Sunday, July 31, 2011

This Wall Rocks

I just wanted to be the first (and last.. ) to say that.

All the work on site over the past few weeks has been on the stone wall, the west wall of the Great Room. It has required several stories of scaffolding, and a very large "forklift" vehicle to get the stone up to the higher levels.


Now half of the wall is at full height (about 16 feet), and all nine "windows" have been formed.




In a much earlier post I explained that the window arrangement in this wall corresponds to a group of trees on the site. Below is an image taken from the tree survey; the nine trees in the center (with white fills) make up this group.

The size of windows and trees also correspond (e.g. larger trees are represented by larger windows). Four of these trees are still standing - in the courtyard. The only liberty I took was with the shape. The trees are circular in cross section, of course, but my windows are either squares or (golden) rectangles.

The header over the one door opening in this wall has also been set.

This is the largest header in the house - a two-foot thick stack of 2 x 12's almost 5 feet long. That oughta hold. The mason said he needed the lift to move it.

After a heavy rain, and under overcast skies, this wall looked a bit scary to me. There's something boney about the stone, and the hollow openings made me think, for the first time, of eye sockets in a skull.


Visual allusions to death in this wall are not inappropriate.

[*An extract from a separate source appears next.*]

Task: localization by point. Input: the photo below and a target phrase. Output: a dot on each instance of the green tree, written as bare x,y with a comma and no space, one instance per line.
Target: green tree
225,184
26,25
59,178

In early sketches I conceived of it as a large tombstone, a symbol of a death that one must pass through to access the light and life of the house behind it.

In fact this is where the idea came from to build the wall out of granite - the material of choice for headstones.

So there is a paradoxical double-meaning in this wall. On the one hand it is a "westworks", a symbolic shield against all that the sunset represents - death, and the sin and evil that brings it. On the other hand the wall itself looks like death. It's as if in giving itself to protect against demonic attack the wall was deeply damaged, scarred, and killed. And yet it stands. Now we walk through that symbol of sacrificial torture to enjoy the spaces beyond. This wall might be the best image of Jesus in the building.

1 comment:

  1. This is fantastic. I watch houses near me go up practically overnight without much regard to the process, this is much better.